2.2. Familiarization and Groups
The participants attended one familiarization session, with the purpose of habituating them to the testing procedures and to ensure that they could reliably perform all types of muscle contractions utilized in the test. Each participant performed several isometric and isokinetic contractions and was also familiarized to the ITT procedure. Participants were randomized into two groups, a high frequency group (HFG) that trained four times per week and a low frequency group (LFG) that trained two times per week. The participants were matched in pairs according to their gender and MVC obtained at the pre-test and then randomly allocated to either LFG (n = 5) or HFG (n = 4). The training period for both groups was two weeks.
2.3. Training Protocol
LFG trained unilateral leg extension for the right leg two times per week, with each session including four sets of 10 - 12 repetitions of ~60% 1 RM. Additionally, four sets of five seconds MVC with a knee angle of 65˚ was performed. The training sessions were separated by 48 - 72 hours.
HFG trained unilateral leg extension for the right leg four times per week, with each session including two sets of 10 - 12 repetitions of ~60% 1RM. Additionally, two sets of five seconds MVC with a knee angle of 65˚ was performed. The training sessions were separated by 24 - 48 hours.
At each training session, the participants in both groups trained to concentric failure. If more than the targeted repetitions could be performed, more weight was added. Movement velocity was controlled by a metronome set at 0.5 Hz, yielding a two second concentric and a two second eccentric phase of the dynamic
Table 1. The table shows the descriptive data for the participants.

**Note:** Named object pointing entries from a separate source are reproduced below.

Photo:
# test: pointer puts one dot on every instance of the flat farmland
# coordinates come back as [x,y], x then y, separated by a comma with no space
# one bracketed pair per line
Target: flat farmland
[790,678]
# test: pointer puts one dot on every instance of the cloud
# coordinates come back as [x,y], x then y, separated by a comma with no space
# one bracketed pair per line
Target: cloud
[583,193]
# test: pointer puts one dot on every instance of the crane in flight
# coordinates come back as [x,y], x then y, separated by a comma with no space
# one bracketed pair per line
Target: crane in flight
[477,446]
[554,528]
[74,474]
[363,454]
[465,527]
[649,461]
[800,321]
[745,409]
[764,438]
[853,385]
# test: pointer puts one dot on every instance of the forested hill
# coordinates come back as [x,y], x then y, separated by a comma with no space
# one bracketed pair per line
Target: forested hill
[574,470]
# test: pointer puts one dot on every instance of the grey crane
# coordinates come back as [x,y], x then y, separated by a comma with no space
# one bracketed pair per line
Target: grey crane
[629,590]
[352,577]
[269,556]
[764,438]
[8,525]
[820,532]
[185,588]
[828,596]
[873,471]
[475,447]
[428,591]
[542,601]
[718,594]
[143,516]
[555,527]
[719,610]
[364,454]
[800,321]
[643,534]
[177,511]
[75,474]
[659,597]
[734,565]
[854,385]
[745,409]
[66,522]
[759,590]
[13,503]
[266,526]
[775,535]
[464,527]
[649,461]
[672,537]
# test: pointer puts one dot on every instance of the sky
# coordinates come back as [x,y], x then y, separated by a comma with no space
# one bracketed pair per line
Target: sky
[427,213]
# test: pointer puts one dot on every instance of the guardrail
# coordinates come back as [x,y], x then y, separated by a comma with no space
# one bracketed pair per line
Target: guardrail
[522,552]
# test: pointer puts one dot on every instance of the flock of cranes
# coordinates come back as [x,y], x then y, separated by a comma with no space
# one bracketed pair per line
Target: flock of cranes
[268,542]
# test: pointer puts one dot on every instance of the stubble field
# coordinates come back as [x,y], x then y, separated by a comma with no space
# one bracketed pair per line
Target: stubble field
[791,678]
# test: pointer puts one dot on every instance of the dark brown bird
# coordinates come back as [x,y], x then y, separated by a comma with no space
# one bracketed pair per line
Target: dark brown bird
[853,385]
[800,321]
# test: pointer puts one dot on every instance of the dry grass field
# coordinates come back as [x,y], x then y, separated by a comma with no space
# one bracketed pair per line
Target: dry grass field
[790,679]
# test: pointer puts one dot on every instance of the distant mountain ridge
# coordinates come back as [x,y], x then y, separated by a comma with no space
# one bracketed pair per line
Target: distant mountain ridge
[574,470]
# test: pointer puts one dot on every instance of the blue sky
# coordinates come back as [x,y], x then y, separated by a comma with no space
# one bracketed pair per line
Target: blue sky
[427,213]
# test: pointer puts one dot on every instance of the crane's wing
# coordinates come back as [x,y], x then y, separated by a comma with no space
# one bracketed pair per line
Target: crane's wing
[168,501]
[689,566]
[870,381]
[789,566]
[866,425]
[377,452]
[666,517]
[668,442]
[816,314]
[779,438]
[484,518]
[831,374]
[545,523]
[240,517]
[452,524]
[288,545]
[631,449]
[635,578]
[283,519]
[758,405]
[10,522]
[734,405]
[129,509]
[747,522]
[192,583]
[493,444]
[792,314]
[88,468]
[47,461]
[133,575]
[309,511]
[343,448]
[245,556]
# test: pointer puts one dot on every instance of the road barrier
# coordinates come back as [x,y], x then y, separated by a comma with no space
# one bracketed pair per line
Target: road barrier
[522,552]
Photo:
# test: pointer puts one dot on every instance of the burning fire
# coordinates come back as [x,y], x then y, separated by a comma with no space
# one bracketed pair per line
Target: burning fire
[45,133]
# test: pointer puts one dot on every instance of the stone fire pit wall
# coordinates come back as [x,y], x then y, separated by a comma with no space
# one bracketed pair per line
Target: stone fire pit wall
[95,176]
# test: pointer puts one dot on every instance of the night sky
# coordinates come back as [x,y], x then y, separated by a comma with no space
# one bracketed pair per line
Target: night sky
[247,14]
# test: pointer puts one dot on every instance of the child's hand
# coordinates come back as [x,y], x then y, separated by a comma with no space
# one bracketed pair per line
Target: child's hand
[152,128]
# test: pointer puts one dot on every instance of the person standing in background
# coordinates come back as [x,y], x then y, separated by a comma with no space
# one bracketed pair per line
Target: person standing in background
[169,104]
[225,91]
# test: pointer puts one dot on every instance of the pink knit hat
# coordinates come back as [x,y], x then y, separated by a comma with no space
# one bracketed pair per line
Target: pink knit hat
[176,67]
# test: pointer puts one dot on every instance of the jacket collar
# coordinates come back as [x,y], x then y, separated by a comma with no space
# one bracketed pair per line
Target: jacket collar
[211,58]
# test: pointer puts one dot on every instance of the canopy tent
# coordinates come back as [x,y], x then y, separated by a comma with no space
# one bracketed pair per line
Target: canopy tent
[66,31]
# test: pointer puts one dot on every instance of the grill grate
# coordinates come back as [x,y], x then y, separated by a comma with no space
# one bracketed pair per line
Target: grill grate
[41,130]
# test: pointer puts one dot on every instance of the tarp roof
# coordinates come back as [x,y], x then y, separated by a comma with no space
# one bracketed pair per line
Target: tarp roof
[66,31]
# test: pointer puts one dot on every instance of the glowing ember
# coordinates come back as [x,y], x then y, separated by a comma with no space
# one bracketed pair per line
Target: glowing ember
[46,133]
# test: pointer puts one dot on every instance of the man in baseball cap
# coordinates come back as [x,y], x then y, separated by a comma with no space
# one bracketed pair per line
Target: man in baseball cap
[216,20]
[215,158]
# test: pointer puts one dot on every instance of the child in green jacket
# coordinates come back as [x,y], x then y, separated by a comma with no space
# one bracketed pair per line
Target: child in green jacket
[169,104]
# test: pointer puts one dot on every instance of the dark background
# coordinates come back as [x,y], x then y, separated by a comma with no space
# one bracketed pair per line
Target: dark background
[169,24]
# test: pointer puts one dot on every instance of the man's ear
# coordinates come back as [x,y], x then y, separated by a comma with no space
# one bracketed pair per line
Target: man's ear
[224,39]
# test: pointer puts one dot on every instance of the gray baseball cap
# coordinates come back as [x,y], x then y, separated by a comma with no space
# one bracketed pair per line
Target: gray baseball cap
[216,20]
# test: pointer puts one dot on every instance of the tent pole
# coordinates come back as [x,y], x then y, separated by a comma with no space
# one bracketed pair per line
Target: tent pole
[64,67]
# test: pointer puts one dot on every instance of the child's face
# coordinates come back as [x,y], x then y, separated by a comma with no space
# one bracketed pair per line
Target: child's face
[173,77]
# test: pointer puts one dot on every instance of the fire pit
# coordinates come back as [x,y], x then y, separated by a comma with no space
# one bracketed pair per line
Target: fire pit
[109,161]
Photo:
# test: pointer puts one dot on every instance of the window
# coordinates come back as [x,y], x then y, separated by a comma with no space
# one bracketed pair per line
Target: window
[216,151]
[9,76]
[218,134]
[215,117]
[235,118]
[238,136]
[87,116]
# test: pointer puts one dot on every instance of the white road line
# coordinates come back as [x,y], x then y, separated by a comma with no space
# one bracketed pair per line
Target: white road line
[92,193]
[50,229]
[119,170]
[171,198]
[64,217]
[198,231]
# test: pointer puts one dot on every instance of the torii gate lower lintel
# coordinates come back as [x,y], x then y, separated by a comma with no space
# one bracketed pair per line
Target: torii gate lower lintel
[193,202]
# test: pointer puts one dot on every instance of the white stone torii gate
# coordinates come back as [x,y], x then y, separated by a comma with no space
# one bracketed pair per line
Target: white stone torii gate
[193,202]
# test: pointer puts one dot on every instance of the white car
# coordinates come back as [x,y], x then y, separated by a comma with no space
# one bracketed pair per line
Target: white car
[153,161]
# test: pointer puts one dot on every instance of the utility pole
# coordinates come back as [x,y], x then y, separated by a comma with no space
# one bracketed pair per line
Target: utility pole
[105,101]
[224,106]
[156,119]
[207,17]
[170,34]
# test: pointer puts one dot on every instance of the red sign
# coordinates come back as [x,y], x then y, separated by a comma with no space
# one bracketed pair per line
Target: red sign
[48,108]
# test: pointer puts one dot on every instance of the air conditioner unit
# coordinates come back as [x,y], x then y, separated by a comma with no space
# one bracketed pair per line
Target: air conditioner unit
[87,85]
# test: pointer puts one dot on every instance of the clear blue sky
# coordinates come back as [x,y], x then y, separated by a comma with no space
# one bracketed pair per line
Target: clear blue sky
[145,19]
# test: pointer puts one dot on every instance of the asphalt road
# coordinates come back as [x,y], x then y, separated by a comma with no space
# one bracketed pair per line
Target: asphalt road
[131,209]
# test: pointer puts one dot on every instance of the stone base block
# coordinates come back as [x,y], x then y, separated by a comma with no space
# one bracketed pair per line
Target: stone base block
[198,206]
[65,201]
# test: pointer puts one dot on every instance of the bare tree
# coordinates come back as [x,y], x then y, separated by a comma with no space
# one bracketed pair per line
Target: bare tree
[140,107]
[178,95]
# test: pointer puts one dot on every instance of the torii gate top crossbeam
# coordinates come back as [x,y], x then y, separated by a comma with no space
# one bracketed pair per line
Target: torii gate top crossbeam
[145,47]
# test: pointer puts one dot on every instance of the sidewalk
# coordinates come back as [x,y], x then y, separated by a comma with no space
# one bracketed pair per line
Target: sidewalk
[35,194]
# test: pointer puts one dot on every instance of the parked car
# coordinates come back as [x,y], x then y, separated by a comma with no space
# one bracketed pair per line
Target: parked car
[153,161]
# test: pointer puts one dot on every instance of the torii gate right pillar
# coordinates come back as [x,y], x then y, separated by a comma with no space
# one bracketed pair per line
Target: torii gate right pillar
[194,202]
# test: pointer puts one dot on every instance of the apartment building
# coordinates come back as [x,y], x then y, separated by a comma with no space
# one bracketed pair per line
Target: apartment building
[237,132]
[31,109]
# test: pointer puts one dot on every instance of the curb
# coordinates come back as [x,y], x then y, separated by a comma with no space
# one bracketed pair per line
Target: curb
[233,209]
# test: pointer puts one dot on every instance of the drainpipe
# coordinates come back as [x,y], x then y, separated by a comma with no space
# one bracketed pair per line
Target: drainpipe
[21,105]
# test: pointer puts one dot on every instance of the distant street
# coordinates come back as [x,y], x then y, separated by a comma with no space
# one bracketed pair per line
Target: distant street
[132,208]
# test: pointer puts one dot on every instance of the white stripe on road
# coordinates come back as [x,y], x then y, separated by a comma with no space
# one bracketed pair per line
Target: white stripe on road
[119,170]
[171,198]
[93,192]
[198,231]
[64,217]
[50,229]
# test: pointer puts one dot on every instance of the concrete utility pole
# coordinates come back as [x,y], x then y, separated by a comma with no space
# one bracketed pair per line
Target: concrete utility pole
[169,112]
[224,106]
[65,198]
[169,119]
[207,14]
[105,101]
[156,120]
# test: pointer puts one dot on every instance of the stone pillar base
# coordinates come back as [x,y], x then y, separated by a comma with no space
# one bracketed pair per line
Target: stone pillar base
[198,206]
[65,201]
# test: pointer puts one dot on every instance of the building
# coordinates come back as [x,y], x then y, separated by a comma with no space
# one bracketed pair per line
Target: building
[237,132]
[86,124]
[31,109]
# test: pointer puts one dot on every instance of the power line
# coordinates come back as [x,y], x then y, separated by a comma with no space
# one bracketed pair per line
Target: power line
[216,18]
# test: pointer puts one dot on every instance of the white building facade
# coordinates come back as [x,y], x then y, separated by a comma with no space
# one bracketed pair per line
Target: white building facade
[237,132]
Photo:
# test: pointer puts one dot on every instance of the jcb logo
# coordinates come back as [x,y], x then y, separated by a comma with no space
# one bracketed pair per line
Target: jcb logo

knee extension. A two-minute rest interval was applied between all sets. Each training session was initiated with a brief warm-up session consisting of five minutes on a bicycle ergometer using a self-selected intensity and cadence followed by a warm-up set consisting of 10 repetitions at 60% of the load of the last working set from the previous training session. The training protocol in the two groups was designed based on existing recommendations for development in strength in untrained individuals (ACSM, 2009) . On the first and last training day, a 10 RM test was performed to assess dynamic strength. For each training session the amount of repetitions and weight lifted in total was noted. The training was performed on a leg extension machine (Life Fitness SL25 Leg Extension, Illinois, USA). When performing the leg extension exercise the machine was set up, so that the participants’ back was firmly placed on the backrest. Moreover, the fulcrum of the knee was aligned with the fulcrum of the lever arm of the leg extension machine and the leg cushion was located just above the lateral malleolus of the right leg. The settings were saved for each participant, and re-used each training session.
2.4. Test Protocol
A Kinetic Communicator 125E dynamometer (Kin-Com) (Chattecx Corporation, Chattanooga, TN, USA, Model 500-11 with software version 3.21) was used to measure isometric and isokinetic strength during unilateral leg extension of the right leg. All data was sampled using a sampling frequency of 100 Hz. The Kin-Com was set up individually to each participant. This included the length of the lever arm according to the length of the lower leg and gravity compensation for the weight of the leg was performed at the beginning of all test sessions. The distal end of the load cell was located just above the lateral malleolus.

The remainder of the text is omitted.